A great way to start a resume is with a summary section. This section provides the primary sales pitch to get a hiring manager excited and interested in your resume. Without a summary section, it’s difficult to grab attention fast and keep it.

The resume I read today illustrated how important a summary section is.  The resume was from a sales professional with around five years of experience.  The resume started with candidate’s work experience.  Although work experience is extremely important, you are limited in your presentation if you lead off with a work experience section.

The problem with starting a resume with your work experience results from the order of the information.  You need to put your experience in reverse chronological order.  This puts the most recent position at the top. 

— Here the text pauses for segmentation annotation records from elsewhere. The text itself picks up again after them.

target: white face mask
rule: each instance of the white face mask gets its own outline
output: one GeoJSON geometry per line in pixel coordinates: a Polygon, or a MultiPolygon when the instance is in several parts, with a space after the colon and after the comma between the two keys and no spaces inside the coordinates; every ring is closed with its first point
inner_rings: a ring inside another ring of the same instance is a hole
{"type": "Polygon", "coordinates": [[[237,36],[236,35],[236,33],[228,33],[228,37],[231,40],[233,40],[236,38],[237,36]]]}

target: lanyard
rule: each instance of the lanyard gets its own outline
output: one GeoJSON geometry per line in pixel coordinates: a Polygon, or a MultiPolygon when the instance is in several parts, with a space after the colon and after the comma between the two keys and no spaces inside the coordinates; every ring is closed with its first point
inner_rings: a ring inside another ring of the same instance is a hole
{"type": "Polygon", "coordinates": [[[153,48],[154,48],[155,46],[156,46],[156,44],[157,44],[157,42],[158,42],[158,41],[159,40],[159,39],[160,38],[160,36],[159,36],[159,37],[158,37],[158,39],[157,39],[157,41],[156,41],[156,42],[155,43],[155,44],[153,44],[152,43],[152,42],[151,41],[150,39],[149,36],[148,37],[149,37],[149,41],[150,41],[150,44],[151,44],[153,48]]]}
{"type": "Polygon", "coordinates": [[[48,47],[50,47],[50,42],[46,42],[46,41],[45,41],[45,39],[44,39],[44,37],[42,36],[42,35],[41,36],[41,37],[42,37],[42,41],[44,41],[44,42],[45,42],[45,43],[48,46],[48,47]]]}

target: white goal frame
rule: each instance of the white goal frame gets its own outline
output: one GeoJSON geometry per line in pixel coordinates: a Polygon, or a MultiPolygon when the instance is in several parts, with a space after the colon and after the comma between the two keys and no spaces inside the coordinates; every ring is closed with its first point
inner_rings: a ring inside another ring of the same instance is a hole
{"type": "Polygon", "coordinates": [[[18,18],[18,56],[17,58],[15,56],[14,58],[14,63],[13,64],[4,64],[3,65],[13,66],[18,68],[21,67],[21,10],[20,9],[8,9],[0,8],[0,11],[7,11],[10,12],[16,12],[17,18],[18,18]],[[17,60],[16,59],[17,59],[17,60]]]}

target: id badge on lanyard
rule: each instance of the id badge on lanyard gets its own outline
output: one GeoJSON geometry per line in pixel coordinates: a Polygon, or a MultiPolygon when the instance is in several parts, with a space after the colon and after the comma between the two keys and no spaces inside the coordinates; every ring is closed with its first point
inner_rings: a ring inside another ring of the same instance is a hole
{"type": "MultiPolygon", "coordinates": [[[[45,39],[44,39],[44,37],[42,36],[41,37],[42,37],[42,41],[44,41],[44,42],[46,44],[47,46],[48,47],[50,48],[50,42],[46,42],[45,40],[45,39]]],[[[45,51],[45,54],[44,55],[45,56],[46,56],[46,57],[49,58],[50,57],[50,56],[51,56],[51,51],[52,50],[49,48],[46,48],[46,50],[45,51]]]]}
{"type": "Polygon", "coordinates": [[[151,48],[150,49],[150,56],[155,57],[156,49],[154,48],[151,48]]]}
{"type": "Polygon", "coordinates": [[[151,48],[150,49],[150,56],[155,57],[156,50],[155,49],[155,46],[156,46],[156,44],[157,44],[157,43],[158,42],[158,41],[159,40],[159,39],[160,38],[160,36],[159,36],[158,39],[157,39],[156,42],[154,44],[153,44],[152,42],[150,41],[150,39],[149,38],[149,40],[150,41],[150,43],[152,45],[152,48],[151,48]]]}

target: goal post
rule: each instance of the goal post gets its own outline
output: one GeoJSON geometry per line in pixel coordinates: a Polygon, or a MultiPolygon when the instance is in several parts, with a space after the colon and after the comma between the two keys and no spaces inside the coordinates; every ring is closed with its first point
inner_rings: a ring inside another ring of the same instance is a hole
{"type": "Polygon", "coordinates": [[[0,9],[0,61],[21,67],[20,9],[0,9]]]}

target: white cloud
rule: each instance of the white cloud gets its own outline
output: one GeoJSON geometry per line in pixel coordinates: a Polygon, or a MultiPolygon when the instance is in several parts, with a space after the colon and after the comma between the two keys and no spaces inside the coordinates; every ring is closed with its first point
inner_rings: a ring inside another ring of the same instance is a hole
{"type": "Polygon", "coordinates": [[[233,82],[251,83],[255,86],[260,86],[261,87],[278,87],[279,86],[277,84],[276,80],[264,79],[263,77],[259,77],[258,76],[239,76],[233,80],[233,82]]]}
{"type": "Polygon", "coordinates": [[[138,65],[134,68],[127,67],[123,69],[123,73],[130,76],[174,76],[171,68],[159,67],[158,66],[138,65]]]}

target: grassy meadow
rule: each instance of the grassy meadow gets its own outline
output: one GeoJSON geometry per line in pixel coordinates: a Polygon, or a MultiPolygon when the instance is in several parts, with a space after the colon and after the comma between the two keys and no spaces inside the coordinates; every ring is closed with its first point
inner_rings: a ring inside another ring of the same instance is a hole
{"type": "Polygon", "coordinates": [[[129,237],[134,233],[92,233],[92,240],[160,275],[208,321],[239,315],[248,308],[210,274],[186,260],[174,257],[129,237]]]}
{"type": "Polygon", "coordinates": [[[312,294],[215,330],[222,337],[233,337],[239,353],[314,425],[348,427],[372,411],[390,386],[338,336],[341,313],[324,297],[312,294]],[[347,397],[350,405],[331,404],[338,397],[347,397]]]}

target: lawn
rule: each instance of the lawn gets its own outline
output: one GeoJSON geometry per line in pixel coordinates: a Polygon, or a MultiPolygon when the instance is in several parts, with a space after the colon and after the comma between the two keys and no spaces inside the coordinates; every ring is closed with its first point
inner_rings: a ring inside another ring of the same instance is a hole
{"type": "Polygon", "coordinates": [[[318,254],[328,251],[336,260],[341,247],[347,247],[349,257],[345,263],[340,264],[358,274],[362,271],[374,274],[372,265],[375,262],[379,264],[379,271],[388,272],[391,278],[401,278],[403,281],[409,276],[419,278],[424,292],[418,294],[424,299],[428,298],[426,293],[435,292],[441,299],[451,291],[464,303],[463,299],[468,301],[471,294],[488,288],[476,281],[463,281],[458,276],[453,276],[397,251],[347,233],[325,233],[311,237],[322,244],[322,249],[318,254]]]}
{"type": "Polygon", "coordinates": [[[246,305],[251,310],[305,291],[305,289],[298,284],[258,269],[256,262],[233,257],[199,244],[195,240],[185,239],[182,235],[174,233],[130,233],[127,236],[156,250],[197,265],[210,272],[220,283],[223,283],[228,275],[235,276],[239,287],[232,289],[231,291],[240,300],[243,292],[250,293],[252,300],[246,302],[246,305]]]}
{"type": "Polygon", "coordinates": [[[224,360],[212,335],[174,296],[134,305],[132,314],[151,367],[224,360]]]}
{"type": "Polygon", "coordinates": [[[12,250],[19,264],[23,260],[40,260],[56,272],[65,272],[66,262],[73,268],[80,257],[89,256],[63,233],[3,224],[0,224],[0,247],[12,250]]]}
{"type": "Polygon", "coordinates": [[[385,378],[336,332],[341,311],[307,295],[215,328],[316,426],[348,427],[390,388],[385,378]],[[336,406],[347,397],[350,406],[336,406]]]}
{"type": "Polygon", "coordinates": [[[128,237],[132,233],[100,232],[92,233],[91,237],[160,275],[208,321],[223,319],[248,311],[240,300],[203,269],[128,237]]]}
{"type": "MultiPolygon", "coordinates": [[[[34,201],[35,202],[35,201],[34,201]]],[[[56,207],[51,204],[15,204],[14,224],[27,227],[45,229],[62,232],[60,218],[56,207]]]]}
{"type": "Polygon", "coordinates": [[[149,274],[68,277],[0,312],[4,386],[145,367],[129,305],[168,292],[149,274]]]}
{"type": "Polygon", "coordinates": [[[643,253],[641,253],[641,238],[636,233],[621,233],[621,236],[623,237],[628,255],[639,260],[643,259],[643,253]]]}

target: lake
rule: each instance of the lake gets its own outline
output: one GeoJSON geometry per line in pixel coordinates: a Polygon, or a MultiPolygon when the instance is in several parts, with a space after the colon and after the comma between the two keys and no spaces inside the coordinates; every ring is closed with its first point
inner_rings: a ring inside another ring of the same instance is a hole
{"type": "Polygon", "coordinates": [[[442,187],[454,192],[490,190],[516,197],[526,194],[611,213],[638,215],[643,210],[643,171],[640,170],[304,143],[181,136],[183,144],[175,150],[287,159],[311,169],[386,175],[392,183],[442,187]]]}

If your most impressive experience is listed under your most recent job, you’re in good shape.  Often, your best selling points will be scattered throughout your career and your resume.  This is where a summary section helps.  You can gather the most important elements and list them separately at the top of your resume.

To illustrate this, look at the top of the resume I received:

<Employer Name>, Account Manager Sept. ’08 to Present

  • Manage the relationships with key prospects throughout my region, to ensure that is best placed to win major contracts and associated services
  • Coordinate internal resources to respond to RFPs and secure business from both new and existing customers
  • Establish and strengthen customer relationships through developing an intimate knowledge of individual accounts and key stakeholders

The candidate has been in this job for less than a year and lists a few responsibilities, but no accomplishments.  In sales, especially a field with large proposals that can take upwards of a year to win, it is difficult to show significant accomplishments in the first few months.  This leads to an unfavorable impression of the candidate at the very beginning.  He is a sales professional who has not had any success – not the kind of sales pitch that is going to get a person hired.

The core problem is how a hiring manager reads a resume.  Hiring managers scan resumes very quickly, focusing on the top of the resume.  They also will not assume a candidate is any better than what is presented, and will not assume a candidate has been more successful than the resume presents.

In the case of the resume excerpt above, a typical reaction will be to assume the candidate has been completely unsuccessful.  Otherwise, the candidate would have listed something about his success.  This leads to an impression in the first 15 seconds that the candidate is an unsuccessful sales professional.  The resume will probably be rejected at this point.

The truth is the candidate does have some impressive accomplishments.  Unfortunately, he is unlikely to get the opportunity to tell a hiring manager about them because his resume will be rejected at the start of the process.

The solution is easy.  Write a short summary section highlighting the key accomplishments and skills of the candidate.  This will get a hiring manager excited and motivated them to give a call.